E, como o banco não pode ter uma posição direcional no câmbio nesse caso, ele reduziria no Brasil sua exposição em dólar no mercado futuro para compensar o aumento da exposição no exterior, o que também explica a menor posição dos bancos neste mês, segundo os dados da B3. Se, no começo do mês, essa posição comprada em dólar estava em torno de US$ 69 bilhões, agora ela está em US$ 54 bilhões.
“O problema é que, se isso estivesse ocorrendo, o fluxo financeiro deveria estar mais positivo no mês para fechar essa conta”, nota Cotrim, ao afirmar que, para montar a posição, seria necessário o envio de recursos dos bancos ao Brasil. “Essa peça do quebra-cabeça está faltando. Mas pode ser que os bancos também possam ter feito algum swap com empresas, por exemplo”, diz.
Outra leitura levantada no mercado é a de que talvez o fluxo financeiro pudesse estar ainda mais negativo se não houvesse o uso do TRS. Os dados mais recentes do Banco Central, até dia 24 de outubro, mostram saída de US$ 4,13 bilhões no fluxo financeiro no mês passado.
Traders lembram, também, que os dados incluem posições em “hedge cambial” de estrangeiros que entram na bolsa, não refletindo bem a posição direcional. Além disso, os números mostram apenas as negociações nos mercados de derivativos da B3, não incluindo informações do exterior. “Mesmo que as posições líquidas [dos dados da B3] estejam compradas em dólares, acreditamos que, no geral, os investidores estrangeiros estão comprados em ativos denominados em real”, dizem os estrategistas do HSBC.

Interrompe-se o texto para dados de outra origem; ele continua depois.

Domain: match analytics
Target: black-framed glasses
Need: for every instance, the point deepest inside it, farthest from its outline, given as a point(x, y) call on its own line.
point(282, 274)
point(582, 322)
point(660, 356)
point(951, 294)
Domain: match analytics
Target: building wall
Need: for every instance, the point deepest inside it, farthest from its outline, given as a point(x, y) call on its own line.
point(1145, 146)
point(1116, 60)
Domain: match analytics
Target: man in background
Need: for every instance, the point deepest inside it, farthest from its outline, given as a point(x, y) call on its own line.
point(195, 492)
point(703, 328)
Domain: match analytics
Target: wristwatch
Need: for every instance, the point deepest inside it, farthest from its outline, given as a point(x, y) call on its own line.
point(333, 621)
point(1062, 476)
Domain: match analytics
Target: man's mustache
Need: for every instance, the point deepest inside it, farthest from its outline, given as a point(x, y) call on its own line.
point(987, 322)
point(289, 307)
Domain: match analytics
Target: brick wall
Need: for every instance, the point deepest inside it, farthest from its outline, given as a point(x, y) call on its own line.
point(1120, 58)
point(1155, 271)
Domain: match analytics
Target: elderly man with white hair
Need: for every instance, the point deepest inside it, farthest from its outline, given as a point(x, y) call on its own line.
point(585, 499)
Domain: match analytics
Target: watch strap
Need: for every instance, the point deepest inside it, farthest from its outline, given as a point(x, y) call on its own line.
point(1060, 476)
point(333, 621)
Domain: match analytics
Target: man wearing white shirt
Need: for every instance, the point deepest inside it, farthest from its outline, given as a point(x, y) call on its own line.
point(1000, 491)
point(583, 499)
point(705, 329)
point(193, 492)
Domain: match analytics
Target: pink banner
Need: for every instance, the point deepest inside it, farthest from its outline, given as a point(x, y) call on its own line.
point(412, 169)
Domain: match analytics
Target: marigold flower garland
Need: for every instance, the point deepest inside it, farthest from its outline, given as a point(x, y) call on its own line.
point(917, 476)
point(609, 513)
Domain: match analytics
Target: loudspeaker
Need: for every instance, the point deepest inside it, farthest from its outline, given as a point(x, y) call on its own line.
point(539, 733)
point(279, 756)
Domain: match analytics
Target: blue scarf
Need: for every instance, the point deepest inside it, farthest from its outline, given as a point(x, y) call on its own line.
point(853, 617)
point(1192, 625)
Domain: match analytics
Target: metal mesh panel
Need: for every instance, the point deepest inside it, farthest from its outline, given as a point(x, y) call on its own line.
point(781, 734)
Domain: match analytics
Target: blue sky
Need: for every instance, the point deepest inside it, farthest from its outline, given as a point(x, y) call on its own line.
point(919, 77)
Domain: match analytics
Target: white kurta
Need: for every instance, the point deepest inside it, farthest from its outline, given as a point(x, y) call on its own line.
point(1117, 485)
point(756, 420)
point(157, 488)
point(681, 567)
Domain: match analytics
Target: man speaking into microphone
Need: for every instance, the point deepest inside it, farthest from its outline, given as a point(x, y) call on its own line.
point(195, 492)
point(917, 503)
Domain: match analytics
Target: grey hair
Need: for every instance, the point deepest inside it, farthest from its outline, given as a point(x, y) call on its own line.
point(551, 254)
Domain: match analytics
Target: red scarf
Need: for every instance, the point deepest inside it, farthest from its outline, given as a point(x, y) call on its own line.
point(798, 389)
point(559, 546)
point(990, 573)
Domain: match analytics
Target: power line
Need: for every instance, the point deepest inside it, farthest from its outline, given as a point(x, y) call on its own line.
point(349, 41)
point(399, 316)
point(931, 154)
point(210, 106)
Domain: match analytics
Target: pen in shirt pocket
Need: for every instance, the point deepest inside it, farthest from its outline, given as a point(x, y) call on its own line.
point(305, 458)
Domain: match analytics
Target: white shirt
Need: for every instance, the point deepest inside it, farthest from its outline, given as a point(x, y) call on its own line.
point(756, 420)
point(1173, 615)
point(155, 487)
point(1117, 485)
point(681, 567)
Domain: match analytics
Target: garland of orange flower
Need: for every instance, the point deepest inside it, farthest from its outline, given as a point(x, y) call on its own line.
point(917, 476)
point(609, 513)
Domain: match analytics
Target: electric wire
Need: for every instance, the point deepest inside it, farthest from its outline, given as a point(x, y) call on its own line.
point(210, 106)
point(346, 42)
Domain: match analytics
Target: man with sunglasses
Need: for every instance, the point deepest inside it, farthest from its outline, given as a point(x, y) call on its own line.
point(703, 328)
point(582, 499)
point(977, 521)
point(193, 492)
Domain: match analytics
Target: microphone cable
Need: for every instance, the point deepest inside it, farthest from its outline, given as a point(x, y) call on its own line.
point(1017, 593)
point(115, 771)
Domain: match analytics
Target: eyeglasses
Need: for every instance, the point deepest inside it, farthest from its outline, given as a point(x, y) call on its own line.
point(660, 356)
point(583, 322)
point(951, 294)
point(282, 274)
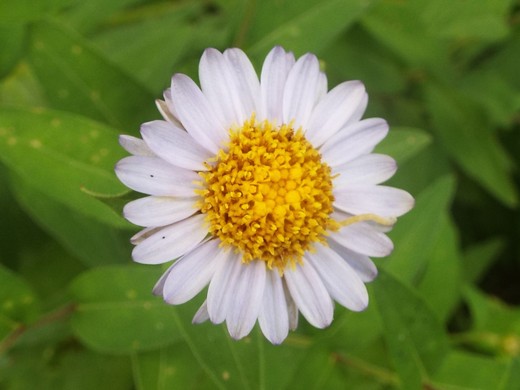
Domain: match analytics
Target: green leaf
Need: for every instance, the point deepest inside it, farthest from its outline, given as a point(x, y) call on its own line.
point(12, 44)
point(416, 233)
point(51, 367)
point(59, 154)
point(134, 46)
point(168, 368)
point(403, 143)
point(466, 371)
point(479, 257)
point(18, 303)
point(91, 241)
point(301, 26)
point(483, 19)
point(445, 265)
point(77, 78)
point(117, 313)
point(471, 143)
point(398, 25)
point(415, 337)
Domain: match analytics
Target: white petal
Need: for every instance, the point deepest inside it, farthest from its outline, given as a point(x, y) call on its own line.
point(175, 145)
point(196, 114)
point(353, 141)
point(322, 87)
point(380, 200)
point(246, 299)
point(154, 176)
point(222, 284)
point(159, 210)
point(362, 238)
point(300, 91)
point(341, 281)
point(191, 273)
point(292, 309)
point(135, 146)
point(143, 234)
point(159, 286)
point(309, 294)
point(276, 67)
point(248, 86)
point(362, 264)
point(335, 111)
point(366, 169)
point(274, 316)
point(202, 314)
point(171, 241)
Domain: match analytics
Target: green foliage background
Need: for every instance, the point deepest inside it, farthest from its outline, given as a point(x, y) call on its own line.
point(75, 313)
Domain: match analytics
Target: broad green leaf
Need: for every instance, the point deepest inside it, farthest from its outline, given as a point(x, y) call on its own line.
point(18, 303)
point(465, 20)
point(77, 78)
point(403, 143)
point(65, 366)
point(23, 11)
point(416, 234)
point(511, 379)
point(87, 14)
point(301, 26)
point(374, 67)
point(479, 257)
point(467, 371)
point(59, 154)
point(464, 134)
point(249, 363)
point(415, 337)
point(444, 265)
point(91, 241)
point(12, 44)
point(168, 368)
point(134, 46)
point(117, 313)
point(397, 24)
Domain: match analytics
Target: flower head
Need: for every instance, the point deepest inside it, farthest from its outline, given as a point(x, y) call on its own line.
point(265, 190)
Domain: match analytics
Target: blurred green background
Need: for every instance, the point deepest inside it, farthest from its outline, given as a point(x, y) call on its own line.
point(75, 313)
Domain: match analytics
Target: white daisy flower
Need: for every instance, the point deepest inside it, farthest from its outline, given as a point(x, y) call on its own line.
point(267, 191)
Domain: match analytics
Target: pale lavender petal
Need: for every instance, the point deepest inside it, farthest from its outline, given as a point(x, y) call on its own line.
point(364, 239)
point(335, 111)
point(246, 299)
point(353, 141)
point(362, 264)
point(159, 210)
point(300, 91)
point(366, 169)
point(135, 146)
point(191, 273)
point(276, 67)
point(341, 281)
point(222, 285)
point(197, 115)
point(274, 316)
point(248, 86)
point(171, 241)
point(175, 145)
point(369, 199)
point(202, 314)
point(309, 294)
point(153, 176)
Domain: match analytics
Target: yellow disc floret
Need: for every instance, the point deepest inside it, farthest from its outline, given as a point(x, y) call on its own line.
point(268, 195)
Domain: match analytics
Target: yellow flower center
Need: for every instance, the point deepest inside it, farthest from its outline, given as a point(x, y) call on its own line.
point(269, 195)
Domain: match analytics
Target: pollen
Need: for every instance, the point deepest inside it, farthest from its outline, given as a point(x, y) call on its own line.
point(268, 195)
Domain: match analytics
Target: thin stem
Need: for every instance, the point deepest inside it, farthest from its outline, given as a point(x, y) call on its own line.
point(53, 316)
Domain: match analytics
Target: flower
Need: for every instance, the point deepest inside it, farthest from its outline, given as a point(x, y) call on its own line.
point(265, 190)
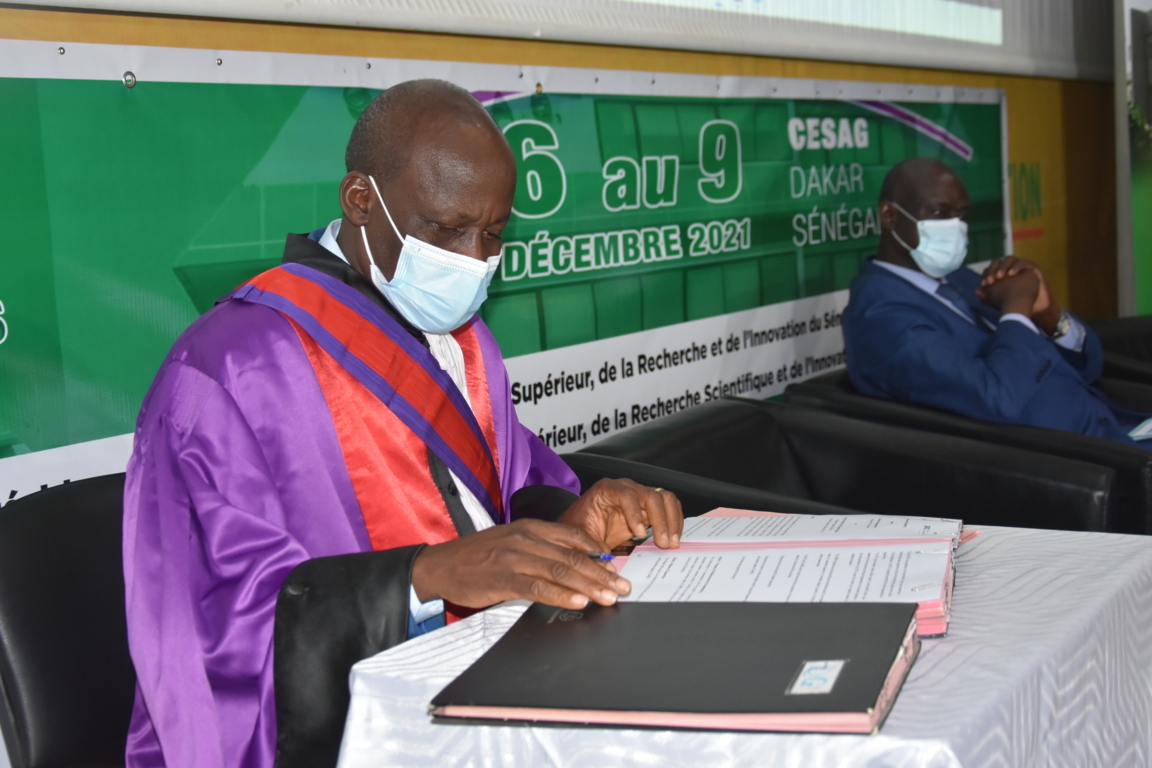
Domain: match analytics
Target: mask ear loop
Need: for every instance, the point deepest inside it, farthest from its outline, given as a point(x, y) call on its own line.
point(368, 248)
point(899, 238)
point(394, 227)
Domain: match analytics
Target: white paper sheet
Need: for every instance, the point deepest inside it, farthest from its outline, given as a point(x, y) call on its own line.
point(816, 527)
point(907, 572)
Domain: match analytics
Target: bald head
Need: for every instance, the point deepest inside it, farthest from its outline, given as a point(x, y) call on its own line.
point(426, 153)
point(910, 181)
point(402, 120)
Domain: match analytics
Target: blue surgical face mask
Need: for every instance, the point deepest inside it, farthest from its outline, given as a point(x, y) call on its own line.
point(944, 244)
point(434, 289)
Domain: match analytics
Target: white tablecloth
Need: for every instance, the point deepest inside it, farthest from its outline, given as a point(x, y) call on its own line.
point(1047, 662)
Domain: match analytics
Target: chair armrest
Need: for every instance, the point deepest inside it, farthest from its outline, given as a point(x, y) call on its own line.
point(697, 494)
point(1127, 369)
point(892, 470)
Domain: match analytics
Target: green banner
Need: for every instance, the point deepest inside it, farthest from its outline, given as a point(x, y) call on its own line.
point(128, 211)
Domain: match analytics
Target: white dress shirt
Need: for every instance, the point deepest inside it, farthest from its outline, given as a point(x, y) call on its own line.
point(1073, 340)
point(446, 350)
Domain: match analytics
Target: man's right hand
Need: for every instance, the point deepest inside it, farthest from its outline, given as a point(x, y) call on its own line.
point(545, 562)
point(1013, 294)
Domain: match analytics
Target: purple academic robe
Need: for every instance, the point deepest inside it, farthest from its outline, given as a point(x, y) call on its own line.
point(235, 478)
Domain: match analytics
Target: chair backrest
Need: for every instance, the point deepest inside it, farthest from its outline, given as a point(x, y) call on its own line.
point(720, 440)
point(891, 470)
point(67, 679)
point(1131, 491)
point(1127, 336)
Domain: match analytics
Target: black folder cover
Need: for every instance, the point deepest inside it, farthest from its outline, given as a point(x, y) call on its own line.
point(688, 658)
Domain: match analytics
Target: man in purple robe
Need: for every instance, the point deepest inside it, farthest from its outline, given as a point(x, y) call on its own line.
point(326, 462)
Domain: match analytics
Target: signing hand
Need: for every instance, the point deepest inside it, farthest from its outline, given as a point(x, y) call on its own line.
point(613, 511)
point(1044, 311)
point(531, 560)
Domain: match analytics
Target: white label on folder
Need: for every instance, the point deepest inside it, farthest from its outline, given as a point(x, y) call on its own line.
point(817, 677)
point(1143, 432)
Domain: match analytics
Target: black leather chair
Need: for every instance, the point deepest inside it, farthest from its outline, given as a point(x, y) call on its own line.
point(1127, 357)
point(1129, 337)
point(1131, 494)
point(813, 455)
point(65, 671)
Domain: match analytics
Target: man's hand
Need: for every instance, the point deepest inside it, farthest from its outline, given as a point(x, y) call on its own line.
point(614, 511)
point(545, 562)
point(1044, 311)
point(1013, 294)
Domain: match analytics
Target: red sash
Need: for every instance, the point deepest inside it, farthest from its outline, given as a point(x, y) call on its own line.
point(361, 359)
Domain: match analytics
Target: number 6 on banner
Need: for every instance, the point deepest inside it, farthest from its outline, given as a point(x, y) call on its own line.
point(542, 185)
point(720, 161)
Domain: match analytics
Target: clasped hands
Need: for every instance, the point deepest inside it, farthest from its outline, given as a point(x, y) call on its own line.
point(1013, 284)
point(547, 562)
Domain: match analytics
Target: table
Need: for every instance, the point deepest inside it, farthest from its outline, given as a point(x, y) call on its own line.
point(1047, 662)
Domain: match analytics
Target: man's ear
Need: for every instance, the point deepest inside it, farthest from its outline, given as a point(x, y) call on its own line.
point(356, 197)
point(888, 215)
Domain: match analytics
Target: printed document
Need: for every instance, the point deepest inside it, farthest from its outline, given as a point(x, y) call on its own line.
point(911, 571)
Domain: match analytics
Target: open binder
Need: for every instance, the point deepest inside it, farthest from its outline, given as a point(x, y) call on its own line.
point(743, 556)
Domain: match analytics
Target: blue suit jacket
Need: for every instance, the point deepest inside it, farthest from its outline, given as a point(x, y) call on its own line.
point(904, 344)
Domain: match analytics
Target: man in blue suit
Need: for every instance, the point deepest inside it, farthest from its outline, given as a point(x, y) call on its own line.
point(921, 327)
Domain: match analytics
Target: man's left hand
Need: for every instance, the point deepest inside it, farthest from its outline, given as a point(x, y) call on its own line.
point(1045, 310)
point(614, 511)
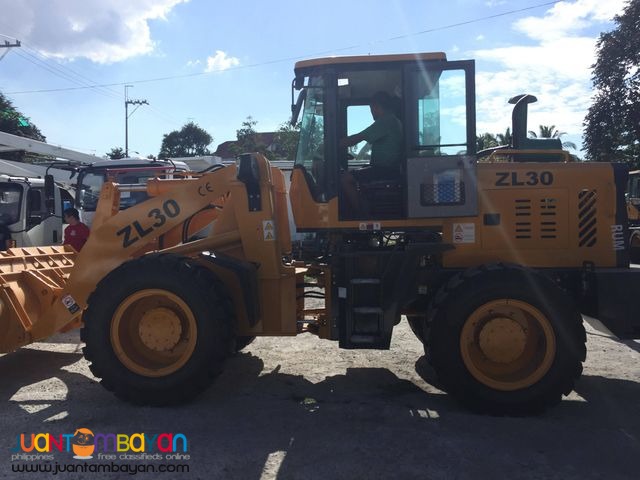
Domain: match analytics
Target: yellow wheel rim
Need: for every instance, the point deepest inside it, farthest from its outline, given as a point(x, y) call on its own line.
point(507, 344)
point(153, 332)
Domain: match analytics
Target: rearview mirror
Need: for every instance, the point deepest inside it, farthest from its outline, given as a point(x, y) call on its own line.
point(50, 194)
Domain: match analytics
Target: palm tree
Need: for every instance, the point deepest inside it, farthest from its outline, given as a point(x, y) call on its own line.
point(550, 131)
point(505, 138)
point(486, 140)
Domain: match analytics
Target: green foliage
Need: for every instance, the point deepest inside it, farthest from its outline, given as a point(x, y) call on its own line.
point(486, 140)
point(286, 139)
point(189, 141)
point(612, 125)
point(249, 140)
point(550, 131)
point(116, 153)
point(505, 138)
point(15, 123)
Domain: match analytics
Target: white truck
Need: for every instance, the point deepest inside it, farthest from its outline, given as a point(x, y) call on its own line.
point(33, 197)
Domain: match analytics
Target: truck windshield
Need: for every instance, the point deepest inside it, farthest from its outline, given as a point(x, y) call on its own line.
point(10, 202)
point(90, 184)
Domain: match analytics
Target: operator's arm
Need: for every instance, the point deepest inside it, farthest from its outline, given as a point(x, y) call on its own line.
point(373, 132)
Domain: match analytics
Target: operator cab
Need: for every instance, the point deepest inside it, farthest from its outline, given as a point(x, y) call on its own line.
point(434, 100)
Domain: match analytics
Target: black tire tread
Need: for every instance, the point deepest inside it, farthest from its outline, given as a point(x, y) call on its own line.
point(575, 331)
point(202, 281)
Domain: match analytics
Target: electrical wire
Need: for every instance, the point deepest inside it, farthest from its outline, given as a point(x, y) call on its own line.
point(293, 58)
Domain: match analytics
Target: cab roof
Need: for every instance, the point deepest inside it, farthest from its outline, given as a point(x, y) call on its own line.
point(405, 57)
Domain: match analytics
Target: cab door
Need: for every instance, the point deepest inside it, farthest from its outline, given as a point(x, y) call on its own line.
point(440, 137)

Mesmo que tenha ocorrido esse aumento na posição em dólar, o profissional de câmbio de um grande banco estrangeiro diz, em condição de anonimato, que o interesse pelo real por conta do diferencial de juros ainda “está vivo” no exterior. O executivo afirma ter encontrado investidores europeus e americanos nas últimas semanas, e o real continua sendo o “top pick” (a principal escolha) na estratégia de “carry-trade”, de tomar dinheiro a uma taxa de juros em um país e aplicá-lo em outra moeda, com taxas maiores.
“Não há algo novo que justifique sair de posições na moeda do Brasil neste momento. O consenso é de que as eleições ainda não são o principal guia dos negócios porque estão muito longe, e ficar contrário ao real é caro [devido ao nívele elevado dos juros]”, afirma. “O que ouvi foi que ou o investidor de fora está com posições em real ou diminuiu por questões de receio de sazonalidade negativa de fluxo e posicionamento excessivo [a favor do real]. E quem saiu da posição no começo do mês mostrou interesse em já voltar.”
Na mesma linha, o diretor de tesouraria do Travelex Bank, Marcos Weigt, diz que os juros elevados encarecem a posição contra o real, ao mesmo tempo em que a moeda brasileira tem rendimento atraente. “A verdade é que o ‘carry’ da moeda brasileira, ponderado pela volatilidade, é campeão mundial em termos de retorno. Melhor do que todos os pares emergentes”, enfatiza o executivo.
“É esse diferencial de juros que não deixa nossa moeda desvalorizar muito, mas é claro que, com a sazonalidade ruim, o investidor pode calibrar melhor a estratégia”, afirma Weigt.
Cotrim, da JGP, afirma que, na última reunião do Fundo Monetário Internacional (FMI), entre os investidores havia o consenso de que o momento é para olhar moedas emergentes, em especial as de juros altos. “Por mais que os fundamentos da moeda tenham se deteriorado ao longo do ano, o enorme carrego não deixa nossa moeda depreciar muito por conta do ‘carry-trade’. Mas é um fluxo de derivativo. Não vemos o dólar de verdade entrar no Brasil.”